Tuesday, March 24, 2009

U.S. Stocks Retreat Following Rally as Citigroup, Disney Drop

U.S. Stocks Retreat Following Rally as Citigroup, Disney Drop

March 24 (Bloomberg) -- U.S. stocks fell as the nation’s top two banking officials called for stronger regulation of financial firms and Nobel Prize-winning economist Paul Krugman said the government will have to seize major lenders.

Citigroup Inc. and Bank of America Corp. retreated after the shares jumped more than 19 percent yesterday on the Treasury’s plan to purge toxic assets from banks. Southern Co. led a gauge of utilities to a 2.2 percent drop amid concern the U.S. will levy fees on fossil-fueled power plants. Walt Disney Co. slumped 3.2 percent following a downgrade by Goldman Sachs Group Inc., which said the stock is expensive.

The Standard & Poor’s 500 Index lost 2 percent to 806.24 a day after its fourth-biggest rally since the 1930s. The Dow Jones Industrial Average slid 115.57 points, or 1.5 percent, to 7,660.29 and the Nasdaq Composite Index fell 2.5 percent. Four stocks dropped for each that rose on the New York Stock Exchange. Thirty-year Treasury bonds gained, snapping a three- day drop.

“When you’re buying equities, you’re buying a stream of earnings and current earnings are in freefall,” said Douglas Cliggott, the Greenwich, Connecticut-based manager of the $81 million Dover Long/Short Sector Fund, which beat 97 percent of its peers last year. “We haven’t hit bottom yet.”

New Powers

The S&P 500 jumped 7.1 percent yesterday, extending its rebound from a 12-year low on March 9 to 22 percent, on speculation the White House plan to finance purchases of toxic assets will spur growth. Federal Reserve Chairman Ben S. Bernanke and Treasury Secretary Timothy Geithner called today for new powers to take over and dismantle failing financial firms after the troubled rescue of American International Group Inc.

“AIG highlights the urgent need for new resolution procedures,” Bernanke said in testimony to Congress today.

The government spent $182.5 billion in rescuing AIG from losses tied to the housing market collapse. The New York-based insurer then spurred outrage after paying $165 million in bonuses to employees of the division that triggered the bailout with losses on credit-default swaps.
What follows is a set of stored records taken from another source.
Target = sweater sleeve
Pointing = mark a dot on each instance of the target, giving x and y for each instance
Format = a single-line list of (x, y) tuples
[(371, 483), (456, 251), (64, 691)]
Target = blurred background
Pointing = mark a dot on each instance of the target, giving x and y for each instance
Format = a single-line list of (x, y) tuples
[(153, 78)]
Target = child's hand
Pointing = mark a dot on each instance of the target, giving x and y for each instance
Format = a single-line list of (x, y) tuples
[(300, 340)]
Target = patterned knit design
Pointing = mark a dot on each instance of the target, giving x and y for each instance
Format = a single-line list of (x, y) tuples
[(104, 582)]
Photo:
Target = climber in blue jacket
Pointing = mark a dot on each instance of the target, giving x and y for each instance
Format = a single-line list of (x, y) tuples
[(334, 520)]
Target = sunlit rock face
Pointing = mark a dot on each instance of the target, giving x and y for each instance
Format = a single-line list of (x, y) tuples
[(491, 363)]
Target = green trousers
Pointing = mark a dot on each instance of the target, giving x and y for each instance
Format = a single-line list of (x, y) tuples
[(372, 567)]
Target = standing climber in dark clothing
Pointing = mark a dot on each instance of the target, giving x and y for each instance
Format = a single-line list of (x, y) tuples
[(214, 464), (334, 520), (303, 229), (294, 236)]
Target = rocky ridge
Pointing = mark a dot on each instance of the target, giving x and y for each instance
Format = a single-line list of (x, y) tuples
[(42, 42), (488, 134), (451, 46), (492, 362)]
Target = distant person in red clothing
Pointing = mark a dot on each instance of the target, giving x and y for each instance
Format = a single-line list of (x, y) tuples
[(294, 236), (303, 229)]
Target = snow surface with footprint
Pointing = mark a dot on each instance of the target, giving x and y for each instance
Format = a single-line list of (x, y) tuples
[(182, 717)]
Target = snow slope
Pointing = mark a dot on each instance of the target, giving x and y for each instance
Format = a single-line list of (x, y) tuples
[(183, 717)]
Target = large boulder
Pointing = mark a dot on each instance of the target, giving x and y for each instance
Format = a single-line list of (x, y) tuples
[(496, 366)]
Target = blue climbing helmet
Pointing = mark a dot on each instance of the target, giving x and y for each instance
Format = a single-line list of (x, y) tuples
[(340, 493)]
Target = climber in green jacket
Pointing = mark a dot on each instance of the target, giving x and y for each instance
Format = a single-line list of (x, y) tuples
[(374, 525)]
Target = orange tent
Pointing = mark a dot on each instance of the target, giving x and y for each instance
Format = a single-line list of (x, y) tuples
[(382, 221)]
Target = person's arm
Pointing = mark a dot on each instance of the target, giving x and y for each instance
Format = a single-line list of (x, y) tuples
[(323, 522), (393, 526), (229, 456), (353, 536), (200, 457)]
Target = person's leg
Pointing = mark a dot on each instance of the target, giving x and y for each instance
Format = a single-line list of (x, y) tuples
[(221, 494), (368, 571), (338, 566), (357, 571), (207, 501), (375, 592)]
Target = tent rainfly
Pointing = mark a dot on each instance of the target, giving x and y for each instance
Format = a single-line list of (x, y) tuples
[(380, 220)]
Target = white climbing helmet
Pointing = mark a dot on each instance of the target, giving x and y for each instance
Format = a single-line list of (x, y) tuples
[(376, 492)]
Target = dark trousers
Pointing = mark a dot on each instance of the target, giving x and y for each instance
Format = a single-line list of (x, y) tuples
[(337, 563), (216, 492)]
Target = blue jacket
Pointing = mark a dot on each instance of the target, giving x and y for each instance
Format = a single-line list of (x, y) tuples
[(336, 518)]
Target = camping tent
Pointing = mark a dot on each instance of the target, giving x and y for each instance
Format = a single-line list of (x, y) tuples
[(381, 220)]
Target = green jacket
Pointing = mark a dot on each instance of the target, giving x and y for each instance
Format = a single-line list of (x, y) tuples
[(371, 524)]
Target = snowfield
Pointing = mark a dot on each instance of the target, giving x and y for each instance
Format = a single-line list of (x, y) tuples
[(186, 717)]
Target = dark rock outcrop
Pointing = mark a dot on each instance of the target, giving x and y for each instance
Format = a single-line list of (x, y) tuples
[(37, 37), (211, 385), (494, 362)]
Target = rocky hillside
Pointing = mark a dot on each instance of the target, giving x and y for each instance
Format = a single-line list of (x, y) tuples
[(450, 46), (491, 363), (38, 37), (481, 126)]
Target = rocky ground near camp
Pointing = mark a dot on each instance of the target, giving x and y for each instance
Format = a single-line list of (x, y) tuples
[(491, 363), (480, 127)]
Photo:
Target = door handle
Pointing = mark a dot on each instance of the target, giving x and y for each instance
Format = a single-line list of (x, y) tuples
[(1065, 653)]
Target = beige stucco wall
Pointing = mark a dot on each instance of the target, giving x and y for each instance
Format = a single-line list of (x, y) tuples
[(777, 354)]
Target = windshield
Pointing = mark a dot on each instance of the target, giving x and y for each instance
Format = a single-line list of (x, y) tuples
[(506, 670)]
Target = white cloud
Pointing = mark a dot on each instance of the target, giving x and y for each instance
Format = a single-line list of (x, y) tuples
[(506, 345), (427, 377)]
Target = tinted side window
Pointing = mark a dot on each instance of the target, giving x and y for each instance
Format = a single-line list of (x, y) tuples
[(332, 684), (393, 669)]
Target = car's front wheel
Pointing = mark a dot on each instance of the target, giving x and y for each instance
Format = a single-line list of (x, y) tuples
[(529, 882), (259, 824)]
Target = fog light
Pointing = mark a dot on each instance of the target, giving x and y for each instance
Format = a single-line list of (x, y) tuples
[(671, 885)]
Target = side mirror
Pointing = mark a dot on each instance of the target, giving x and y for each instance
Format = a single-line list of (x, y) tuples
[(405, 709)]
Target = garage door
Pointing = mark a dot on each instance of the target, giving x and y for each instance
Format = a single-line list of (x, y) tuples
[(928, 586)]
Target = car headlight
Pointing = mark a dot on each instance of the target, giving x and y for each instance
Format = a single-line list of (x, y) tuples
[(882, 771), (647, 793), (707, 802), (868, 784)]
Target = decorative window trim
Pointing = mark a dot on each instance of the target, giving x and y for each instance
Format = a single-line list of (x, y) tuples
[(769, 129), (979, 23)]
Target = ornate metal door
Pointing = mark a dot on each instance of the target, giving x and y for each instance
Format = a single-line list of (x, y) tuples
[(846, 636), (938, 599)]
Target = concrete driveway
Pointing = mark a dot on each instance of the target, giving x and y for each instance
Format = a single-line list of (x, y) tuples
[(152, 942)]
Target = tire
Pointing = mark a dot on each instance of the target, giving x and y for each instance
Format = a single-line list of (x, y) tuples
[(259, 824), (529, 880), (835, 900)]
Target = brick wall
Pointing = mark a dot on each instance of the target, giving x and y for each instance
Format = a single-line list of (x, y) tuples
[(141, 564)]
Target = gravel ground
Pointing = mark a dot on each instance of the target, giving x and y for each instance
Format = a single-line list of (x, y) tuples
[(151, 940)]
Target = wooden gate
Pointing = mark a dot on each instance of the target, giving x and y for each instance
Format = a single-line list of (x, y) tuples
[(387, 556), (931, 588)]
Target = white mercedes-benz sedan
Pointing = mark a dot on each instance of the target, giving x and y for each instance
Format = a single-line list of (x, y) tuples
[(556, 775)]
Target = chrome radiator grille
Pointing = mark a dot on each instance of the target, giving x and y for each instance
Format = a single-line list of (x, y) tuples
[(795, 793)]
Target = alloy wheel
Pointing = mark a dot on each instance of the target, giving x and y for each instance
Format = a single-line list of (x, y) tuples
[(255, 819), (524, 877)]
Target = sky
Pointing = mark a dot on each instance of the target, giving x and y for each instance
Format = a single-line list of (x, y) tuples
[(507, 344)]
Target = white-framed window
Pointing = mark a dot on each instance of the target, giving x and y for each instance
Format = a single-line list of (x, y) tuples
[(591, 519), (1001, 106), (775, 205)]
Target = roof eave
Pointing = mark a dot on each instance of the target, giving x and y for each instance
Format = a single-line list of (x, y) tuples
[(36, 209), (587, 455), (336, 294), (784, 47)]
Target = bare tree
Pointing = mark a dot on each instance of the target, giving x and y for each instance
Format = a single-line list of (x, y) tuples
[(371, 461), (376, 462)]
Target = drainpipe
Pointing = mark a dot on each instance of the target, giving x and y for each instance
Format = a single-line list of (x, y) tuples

Citigroup lost 4.2 percent to $3. Wells Fargo & Co. declined 11 percent to $15.50. An index of S&P 500 financial stocks dropped 6.5 percent for the steepest tumble among 10 industries. The measure is down 28 percent this year even after rallying 58 percent from March 6 through yesterday.

Banks extended declines after Krugman said in an interview with Bloomberg Television that the financial crisis will force the government to take over big banks. He also predicted the U.S. economy won’t stabilize until late this year after shrinking 6.2 percent last quarter, the most since 1982.

“In the end, we’ll come to it,” Krugman said, referring to nationalizing banks. “You guarantee the liabilities of everybody but seize the big ones.”

Investors should sell bank stocks because the Treasury’s plan won’t stop profits from dropping, according to Richard Bernstein, Bank of America’s chief U.S. quantitative strategist who is leaving the bank in mid-April to start his own money management firm. Analysts project profit at financial companies in the S&P 500 will decline 33 percent this quarter and 34 percent in the next, according to estimates compiled by Bloomberg.

‘Systemic Risks’

Bank of America slid 7.4 percent to $7.22 after surging 26 percent yesterday. A company spokeswoman said David Rosenberg, the firm’s chief North American economist, is also leaving. He will join Gluskin Sheff & Associates in Toronto, according to a person familiar with the decision.

Utility stocks slid after U.S. Representative Rick Boucher introduced legislation to tax fossil-fueled power plants and create a $1 billion annual fund to support projects that capture and store carbon dioxide.